Docker images are signed and published to Docker Hub's Notary server

The Notary project is a CNCF incubating project that aims to provide trust and security to software distribution. Docker Hub runs a Notary server at https://notary.docker.io for the repositories it hosts.

Docker Content Trust is the mechanism used to verify digital signatures and enforce security by adding a validating layer.

You can inspect the signed tags for this project by doing docker trust inspect --pretty docker.io/patoarvizu/kms-vault-operator, or (if you already have notary installed) notary -d ~/.docker/trust/ -s https://notary.docker.io list docker.io/patoarvizu/kms-vault-operator.

If you run docker pull with DOCKER_CONTENT_TRUST=1, the Docker client will only pull images that come from registries that have a Notary server attached (like Docker Hub).

Docker images are labeled with Git and GPG metadata

In addition to the digital validation done by Docker on the image itself, you can do your own human validation by making sure the image's content matches the Git commit information (including tags if there are any) and that the GPG signature on the commit matches the key on the commit on github.com.

For example, if you run docker pull patoarvizu/kms-vault-operator:898c158e9c3c313984d9a0c7947f0f3178501cf2 to pull the image tagged with that commit id, then run docker inspect patoarvizu/kms-vault-operator:898c158e9c3c313984d9a0c7947f0f3178501cf2 | jq -r '.[0].ContainerConfig.Labels' (assuming you have jq installed) you should see that the GIT_COMMIT label matches the tag on the image. Furthermore, if you go to https://github.com/patoarvizu/kms-vault-operator/commit/898c158e9c3c313984d9a0c7947f0f3178501cf2 (notice the matching commit id), and click on the Verified button, you should be able to confirm that the GPG key ID used to match this commit matches the value of the SIGNATURE_KEY label, and that the key belongs to the AUTHOR_EMAIL label. When an image belongs to a commit that was tagged, it'll also include a GIT_TAG label, to further validate that the image matches the content.

Keep in mind that this isn't tamper-proof. A malicious actor with access to publish images can create one with malicious content but with values for the labels matching those of a valid commit id. However, when combined with Docker Content Trust, the certainty of using a legitimate image is increased because the chances of a bad actor having both the credentials for publishing images, as well as Notary signing credentials are significantly lower and even in that scenario, compromised signing keys can be revoked or rotated.

Here's the list of included Docker labels:

  • AUTHOR_EMAIL
  • COMMIT_TIMESTAMP
  • GIT_COMMIT
  • GIT_TAG
  • SIGNATURE_KEY

Multi-architecture images

Manifests published with the semver tag (e.g. patoarvizu/kms-vault-operator:v0.15.0), as well as latest are multi-architecture manifest lists. In addition to those, there are architecture-specific tags that correspond to an image manifest directly, tagged with the corresponding architecture as a suffix, e.g. v0.15.0-amd64. Both types (image manifests or manifest lists) are signed with Notary as described above.
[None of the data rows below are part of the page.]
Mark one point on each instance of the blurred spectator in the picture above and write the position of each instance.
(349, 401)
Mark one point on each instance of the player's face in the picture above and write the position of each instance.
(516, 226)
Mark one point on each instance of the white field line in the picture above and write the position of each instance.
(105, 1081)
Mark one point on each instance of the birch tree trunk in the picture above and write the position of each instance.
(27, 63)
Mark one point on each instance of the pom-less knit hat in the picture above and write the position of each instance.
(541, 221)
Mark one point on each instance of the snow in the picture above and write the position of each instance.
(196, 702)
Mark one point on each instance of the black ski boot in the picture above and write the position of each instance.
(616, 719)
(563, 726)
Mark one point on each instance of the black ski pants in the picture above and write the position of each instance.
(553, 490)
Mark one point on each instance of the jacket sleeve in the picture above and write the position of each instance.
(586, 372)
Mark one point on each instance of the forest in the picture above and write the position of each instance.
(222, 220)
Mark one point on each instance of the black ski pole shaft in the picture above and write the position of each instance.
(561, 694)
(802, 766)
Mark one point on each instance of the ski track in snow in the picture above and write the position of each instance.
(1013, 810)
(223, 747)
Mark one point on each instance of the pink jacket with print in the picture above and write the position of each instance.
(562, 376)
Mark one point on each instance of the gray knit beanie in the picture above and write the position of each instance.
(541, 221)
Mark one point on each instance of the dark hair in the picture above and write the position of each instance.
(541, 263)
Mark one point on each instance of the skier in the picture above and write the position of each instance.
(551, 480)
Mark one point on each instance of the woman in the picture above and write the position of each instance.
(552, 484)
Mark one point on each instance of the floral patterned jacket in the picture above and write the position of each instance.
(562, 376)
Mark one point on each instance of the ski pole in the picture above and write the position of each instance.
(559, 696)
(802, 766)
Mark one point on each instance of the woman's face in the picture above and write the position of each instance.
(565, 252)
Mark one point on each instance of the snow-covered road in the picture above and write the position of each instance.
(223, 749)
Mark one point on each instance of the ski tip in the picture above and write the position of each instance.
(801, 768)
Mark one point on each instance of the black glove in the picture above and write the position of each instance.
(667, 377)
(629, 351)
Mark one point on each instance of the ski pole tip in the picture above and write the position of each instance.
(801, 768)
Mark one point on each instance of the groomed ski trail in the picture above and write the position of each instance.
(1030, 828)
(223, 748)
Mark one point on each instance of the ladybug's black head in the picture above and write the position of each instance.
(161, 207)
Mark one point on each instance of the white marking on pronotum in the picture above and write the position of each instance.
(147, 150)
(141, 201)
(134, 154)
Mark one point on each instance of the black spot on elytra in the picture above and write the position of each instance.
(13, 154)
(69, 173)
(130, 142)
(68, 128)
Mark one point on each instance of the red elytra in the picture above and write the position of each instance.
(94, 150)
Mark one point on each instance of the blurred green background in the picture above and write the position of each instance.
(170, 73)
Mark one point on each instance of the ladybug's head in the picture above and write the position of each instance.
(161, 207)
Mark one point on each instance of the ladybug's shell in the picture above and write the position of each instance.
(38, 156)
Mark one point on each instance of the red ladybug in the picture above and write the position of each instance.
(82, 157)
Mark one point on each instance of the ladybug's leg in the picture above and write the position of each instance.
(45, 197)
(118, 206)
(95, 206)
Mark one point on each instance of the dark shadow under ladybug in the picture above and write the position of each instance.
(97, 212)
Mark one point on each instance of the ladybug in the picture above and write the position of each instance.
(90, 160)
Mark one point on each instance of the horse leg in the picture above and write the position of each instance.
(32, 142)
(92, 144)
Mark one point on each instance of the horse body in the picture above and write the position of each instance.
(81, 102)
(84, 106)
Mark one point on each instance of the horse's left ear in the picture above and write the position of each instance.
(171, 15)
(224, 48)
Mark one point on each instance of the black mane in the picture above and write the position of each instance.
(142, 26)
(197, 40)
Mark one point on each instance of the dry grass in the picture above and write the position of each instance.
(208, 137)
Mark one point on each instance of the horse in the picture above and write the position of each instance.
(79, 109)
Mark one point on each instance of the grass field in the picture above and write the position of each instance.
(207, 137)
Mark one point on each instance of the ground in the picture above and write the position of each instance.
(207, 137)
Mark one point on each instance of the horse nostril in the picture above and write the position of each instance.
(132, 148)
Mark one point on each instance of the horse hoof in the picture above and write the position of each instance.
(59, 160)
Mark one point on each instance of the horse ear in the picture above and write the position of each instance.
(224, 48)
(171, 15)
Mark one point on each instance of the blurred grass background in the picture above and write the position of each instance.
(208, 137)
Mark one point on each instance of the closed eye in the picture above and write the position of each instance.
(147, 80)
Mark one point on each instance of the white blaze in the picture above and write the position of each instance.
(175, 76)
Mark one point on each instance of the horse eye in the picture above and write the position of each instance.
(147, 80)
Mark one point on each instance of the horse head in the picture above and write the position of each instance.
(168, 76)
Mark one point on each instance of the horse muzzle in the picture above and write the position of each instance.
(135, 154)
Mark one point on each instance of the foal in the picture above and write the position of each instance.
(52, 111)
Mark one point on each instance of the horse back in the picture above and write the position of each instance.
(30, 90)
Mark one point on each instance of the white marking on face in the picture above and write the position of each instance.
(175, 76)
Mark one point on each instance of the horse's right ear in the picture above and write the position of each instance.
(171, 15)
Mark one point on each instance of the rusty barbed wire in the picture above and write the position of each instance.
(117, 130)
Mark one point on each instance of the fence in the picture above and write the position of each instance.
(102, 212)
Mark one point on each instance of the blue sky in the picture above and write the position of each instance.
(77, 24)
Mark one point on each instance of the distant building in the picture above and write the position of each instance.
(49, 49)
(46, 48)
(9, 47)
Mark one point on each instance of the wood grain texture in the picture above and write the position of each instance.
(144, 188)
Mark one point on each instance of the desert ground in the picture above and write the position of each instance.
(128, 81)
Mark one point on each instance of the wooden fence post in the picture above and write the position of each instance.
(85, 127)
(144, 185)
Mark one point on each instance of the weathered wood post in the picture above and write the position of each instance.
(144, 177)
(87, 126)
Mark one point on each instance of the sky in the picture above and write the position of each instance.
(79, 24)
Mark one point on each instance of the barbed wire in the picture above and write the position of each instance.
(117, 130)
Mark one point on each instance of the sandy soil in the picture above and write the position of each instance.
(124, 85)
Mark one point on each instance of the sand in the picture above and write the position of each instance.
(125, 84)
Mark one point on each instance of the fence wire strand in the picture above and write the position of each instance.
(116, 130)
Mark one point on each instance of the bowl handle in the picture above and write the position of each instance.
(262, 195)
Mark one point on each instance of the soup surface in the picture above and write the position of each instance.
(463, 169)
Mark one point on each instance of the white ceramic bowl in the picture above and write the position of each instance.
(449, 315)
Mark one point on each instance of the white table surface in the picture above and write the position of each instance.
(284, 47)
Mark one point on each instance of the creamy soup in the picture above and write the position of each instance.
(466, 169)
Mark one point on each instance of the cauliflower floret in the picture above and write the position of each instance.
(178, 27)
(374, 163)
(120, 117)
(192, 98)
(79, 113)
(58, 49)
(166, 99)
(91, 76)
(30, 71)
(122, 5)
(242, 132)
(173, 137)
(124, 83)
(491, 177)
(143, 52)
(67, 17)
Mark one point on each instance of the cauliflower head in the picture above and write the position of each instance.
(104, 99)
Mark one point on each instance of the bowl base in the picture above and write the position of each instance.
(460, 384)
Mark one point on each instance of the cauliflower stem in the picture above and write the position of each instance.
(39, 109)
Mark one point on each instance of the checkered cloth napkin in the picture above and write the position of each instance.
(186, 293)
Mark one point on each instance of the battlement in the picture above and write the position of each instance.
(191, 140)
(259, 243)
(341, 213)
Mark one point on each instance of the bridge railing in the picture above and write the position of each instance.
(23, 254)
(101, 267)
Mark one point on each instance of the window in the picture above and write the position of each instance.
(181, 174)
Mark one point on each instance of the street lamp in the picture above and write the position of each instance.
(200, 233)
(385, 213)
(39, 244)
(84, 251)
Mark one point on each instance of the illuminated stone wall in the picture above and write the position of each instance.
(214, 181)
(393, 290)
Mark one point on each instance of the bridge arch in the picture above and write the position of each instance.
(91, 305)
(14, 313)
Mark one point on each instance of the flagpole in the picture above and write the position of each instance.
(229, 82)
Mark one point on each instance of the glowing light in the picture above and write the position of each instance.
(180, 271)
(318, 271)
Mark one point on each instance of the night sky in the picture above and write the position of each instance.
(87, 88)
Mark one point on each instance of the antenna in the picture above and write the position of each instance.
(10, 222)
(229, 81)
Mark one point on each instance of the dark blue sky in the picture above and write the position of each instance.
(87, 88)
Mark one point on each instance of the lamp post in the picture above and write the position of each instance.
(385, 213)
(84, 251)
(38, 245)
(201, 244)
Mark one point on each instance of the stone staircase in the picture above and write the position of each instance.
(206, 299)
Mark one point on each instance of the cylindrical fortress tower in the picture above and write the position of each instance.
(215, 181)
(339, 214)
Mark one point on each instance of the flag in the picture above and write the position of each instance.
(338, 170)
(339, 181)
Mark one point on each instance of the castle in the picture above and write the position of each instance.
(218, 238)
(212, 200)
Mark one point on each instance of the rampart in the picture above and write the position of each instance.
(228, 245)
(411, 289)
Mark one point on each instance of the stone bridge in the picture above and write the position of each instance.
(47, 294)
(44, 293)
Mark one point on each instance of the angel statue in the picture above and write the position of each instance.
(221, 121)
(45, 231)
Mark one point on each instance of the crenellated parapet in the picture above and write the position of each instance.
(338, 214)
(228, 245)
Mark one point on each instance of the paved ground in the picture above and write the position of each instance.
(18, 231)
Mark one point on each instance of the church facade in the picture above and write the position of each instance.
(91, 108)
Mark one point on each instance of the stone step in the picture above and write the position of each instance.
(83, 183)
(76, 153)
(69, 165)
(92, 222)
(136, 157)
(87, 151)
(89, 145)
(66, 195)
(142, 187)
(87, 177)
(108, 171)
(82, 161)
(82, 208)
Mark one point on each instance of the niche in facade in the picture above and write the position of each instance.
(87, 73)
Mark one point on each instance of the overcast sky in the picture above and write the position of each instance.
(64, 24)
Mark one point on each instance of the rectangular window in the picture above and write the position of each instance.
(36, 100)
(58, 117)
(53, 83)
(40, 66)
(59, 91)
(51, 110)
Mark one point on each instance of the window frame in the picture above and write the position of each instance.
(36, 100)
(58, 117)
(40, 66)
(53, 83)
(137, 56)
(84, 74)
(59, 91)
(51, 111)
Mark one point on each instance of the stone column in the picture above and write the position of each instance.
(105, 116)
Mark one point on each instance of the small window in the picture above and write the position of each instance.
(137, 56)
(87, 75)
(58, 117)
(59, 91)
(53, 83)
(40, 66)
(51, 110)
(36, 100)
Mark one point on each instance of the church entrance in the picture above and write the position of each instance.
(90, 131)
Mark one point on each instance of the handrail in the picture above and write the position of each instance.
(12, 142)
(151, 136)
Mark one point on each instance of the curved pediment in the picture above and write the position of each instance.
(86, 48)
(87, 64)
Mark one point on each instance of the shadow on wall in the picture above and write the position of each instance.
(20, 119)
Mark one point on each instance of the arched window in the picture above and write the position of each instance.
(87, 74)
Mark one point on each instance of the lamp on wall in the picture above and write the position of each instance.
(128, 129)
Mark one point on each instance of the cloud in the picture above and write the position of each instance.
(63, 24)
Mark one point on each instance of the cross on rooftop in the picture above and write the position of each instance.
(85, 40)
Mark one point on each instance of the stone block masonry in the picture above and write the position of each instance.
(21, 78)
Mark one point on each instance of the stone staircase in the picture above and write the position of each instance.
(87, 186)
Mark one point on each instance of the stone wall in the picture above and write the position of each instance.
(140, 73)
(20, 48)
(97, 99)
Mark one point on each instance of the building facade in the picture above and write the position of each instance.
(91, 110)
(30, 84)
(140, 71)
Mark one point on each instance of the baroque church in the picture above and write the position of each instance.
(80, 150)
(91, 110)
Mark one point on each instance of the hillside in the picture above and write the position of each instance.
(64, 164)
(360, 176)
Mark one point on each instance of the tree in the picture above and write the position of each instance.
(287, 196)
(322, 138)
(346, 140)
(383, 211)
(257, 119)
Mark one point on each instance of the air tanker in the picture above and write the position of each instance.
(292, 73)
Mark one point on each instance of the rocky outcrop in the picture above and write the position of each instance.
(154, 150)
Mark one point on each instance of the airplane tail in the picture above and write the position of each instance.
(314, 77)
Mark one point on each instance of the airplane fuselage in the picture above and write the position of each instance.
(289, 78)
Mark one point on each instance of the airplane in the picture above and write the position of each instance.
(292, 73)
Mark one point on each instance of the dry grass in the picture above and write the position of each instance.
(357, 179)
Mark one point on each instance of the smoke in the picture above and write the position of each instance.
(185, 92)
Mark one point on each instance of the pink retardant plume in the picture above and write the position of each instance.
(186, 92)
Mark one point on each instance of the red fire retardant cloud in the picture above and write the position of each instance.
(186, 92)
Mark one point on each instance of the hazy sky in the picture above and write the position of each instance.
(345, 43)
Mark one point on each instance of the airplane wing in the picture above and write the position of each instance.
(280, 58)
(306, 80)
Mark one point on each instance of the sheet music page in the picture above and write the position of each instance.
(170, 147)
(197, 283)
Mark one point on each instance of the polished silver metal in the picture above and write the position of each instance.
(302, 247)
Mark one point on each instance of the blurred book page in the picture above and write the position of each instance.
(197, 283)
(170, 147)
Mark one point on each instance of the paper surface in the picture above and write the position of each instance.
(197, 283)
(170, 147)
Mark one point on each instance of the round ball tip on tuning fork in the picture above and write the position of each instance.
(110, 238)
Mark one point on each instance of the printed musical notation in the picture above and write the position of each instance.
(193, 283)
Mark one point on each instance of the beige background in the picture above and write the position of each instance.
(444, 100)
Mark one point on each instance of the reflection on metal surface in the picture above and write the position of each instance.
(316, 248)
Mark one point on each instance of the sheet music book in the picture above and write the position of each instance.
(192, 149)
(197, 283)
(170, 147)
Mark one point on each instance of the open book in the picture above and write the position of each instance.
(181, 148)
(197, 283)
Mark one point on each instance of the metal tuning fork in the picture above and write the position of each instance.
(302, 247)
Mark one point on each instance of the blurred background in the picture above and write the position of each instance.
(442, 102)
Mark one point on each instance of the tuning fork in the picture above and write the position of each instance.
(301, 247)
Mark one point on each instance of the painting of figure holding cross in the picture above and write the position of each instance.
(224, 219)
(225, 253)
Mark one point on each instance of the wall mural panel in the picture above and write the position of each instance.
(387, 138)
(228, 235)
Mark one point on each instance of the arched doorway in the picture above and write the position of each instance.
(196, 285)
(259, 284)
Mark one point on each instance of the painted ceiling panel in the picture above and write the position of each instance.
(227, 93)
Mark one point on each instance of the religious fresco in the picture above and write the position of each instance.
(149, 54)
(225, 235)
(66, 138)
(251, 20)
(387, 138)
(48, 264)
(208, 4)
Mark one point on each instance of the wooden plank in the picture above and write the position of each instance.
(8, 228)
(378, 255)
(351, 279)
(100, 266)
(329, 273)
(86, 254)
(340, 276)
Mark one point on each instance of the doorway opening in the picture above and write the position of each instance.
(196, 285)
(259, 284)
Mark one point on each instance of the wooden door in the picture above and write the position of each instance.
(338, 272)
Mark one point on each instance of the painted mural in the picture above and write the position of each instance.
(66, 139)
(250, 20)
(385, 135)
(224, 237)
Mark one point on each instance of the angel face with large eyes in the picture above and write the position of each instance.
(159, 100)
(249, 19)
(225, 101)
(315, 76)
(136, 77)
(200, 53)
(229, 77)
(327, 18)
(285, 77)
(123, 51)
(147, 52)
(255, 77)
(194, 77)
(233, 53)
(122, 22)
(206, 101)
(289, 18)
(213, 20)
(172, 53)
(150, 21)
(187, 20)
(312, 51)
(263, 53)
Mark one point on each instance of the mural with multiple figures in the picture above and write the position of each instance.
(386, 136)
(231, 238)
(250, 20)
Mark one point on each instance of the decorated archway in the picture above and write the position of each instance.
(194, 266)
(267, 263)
Here's the list of architectures the images are being built for, and their corresponding suffixes for images:

  • linux/amd64, -amd64
  • linux/arm64, -arm64
  • linux/arm/v7, -arm7

Important notes by this project

Kubernetes namespaces and Vault namespaces

The KMSVaultSecret CRD is a namespaced resource, but please note that the Kubernetes namespace doesn't map to a Vault namespace. Support for Vault namespaces is outside of the scope of this project, since they're only available in Vault enterprise for now.

Additionally, the PartialKMSVaultSecret CRD is also namespaced, but the includeSecrets field on a KMSVaultSecret object will only discover partial secrets within the same namespace. Support for referencing secrets from another namespace will be added in a future version.

Multiple secrets writing to the same location

Also, the operator doesn't make any guarantees or checks about KMSVaultSecrets in different namespaces writing to the same Vault paths. The operator is designed to continuously write the secret, so if two or more resources are pointing to the same location, the operator will constantly overwrite them.

No validation on target path

Because the controller is designed to write the secret to Vault continuously, it doesn't perform any validation on what may exist on the configured path before writing to it. Be careful when deploying a KMSVaultSecret to make sure you don't overwrite your existing secrets.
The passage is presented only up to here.